Ooo looking forward to seeing the pics! I quite like tango and calipso... tango sounds like a naughty rabbits name! 

How many buns do you have in total now? I wish I had more space to surround myself with beautiful buns!


----------



## frags (Feb 5, 2009)

AmyCruick said:


> Ooo looking forward to seeing the pics! I quite like tango and calipso... tango sounds like a naughty rabbits name!
> 
> How many buns do you have in total now? I wish I had more space to surround myself with beautiful buns!

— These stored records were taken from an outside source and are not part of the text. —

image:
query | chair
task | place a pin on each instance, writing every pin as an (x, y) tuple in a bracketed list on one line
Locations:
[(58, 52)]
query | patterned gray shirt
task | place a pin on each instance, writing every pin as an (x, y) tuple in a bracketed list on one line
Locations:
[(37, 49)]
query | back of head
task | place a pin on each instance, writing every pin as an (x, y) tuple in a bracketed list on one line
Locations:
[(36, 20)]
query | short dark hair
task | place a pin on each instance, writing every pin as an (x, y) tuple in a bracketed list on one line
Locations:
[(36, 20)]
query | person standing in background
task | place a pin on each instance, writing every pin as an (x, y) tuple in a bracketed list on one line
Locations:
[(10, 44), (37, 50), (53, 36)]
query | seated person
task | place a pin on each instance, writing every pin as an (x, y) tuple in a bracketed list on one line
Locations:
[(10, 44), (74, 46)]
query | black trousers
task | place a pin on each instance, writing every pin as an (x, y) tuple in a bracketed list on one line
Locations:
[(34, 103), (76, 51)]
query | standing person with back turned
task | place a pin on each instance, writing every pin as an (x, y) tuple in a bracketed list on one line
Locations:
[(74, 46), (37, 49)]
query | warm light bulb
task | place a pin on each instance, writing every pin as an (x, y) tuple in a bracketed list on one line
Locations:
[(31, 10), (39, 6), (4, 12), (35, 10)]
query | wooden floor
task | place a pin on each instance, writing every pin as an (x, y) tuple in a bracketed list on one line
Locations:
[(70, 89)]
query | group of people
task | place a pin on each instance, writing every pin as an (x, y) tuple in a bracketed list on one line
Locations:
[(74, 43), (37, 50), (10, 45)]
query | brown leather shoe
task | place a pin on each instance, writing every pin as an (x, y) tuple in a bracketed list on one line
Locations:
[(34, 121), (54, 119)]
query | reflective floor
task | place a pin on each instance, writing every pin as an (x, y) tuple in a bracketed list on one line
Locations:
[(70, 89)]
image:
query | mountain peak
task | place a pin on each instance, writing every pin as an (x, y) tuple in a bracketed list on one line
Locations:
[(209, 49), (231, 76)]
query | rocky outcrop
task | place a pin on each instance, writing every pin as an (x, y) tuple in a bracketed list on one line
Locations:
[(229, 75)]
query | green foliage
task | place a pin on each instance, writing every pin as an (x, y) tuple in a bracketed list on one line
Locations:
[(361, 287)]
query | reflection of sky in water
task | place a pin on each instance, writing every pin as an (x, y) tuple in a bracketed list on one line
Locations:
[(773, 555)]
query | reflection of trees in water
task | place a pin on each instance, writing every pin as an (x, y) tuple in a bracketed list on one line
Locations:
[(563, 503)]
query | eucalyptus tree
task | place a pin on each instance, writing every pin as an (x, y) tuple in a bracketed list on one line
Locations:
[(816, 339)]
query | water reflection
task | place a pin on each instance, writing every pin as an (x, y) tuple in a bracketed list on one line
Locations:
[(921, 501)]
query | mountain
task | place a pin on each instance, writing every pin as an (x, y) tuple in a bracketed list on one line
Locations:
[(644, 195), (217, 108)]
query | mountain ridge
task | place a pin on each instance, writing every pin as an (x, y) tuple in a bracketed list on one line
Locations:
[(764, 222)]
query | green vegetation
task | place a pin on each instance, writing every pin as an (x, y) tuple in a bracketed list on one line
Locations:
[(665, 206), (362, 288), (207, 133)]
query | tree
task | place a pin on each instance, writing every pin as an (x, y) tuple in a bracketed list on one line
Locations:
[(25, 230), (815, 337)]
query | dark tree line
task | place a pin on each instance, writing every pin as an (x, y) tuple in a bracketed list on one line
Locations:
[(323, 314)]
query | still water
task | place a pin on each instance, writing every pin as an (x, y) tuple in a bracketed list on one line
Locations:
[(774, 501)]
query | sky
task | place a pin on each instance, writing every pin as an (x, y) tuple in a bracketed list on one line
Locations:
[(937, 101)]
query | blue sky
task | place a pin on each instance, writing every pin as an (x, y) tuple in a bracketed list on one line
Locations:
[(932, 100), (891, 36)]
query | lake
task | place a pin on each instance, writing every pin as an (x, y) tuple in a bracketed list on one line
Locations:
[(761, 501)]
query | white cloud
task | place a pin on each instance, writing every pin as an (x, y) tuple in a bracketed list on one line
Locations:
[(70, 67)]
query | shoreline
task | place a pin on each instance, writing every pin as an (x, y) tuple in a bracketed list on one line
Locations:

14 lol but most are babies


----------



## hazyreality (Jan 11, 2009)

For the boy maybe:
Marmalade
Marmaduke

Girly:
Buttercup (i know technically yellow but hey - its close )
Peaches
Apricot 

Maybe just names that dont have summin to do with colour, I'm trying to go for human names lately 

Sayin that I always wanted a pair called Kovu and Kiara  (Lion King 2) but never got a pair together.

I like Cam. Really not sure on Tango but then I dont like the obvious names(snowy for a white one!) 

Congrats and get us them pictures!
*Heidi*


----------



## emzybabe (Jun 30, 2009)

George the rabbit I'm hopefully rescuing is orange and I was thinking of renaming him either Jasper (as in Jasper Carrot haha!!!) or Jaffa??? its so difficult to decide, I need to get to know his personality I think. Cant wait to see pics of ur dwarfs, cant believe you've betrayed the french!!! :001_tt2:


----------



## frags (Feb 5, 2009)

hazyreality said:


> For the boy maybe:
> Marmalade
> Marmaduke
> 
> ...


Heidi there is a pic of cam on the rabbit forum


----------



## frags (Feb 5, 2009)

emzybabe said:


> George the rabbit I'm hopefully rescuing is orange and I was thinking of renaming him either Jasper (as in Jasper Carrot haha!!!) or Jaffa??? its so difficult to decide, I need to get to know his personality I think. Cant wait to see pics of ur dwarfs, cant believe you've betrayed the french!!! :001_tt2:


LOL i thought of jaffa but didnt want to risk jinxing him being 1 lol

id never betray my frenchies  :wink5:


----------



## Guest (Oct 8, 2009)

emzybabe said:


> George the rabbit I'm hopefully rescuing is orange and I was thinking of renaming him either Jasper (as in Jasper Carrot haha!!!) or Jaffa??? its so difficult to decide, I need to get to know his personality I think. Cant wait to see pics of ur dwarfs, cant believe you've betrayed the french!!! :001_tt2:


Lol I'm getting an orange lionhead and he's called Jasper too!!  it's a good name !! I'll post piks when I get him in a few weeks


----------



## hazyreality (Jan 11, 2009)

frags said:


> Heidi there is a pic of cam on the rabbit forum


Spotted that after I posted the names 
He is gorgeous 
lol

*Heidi*


----------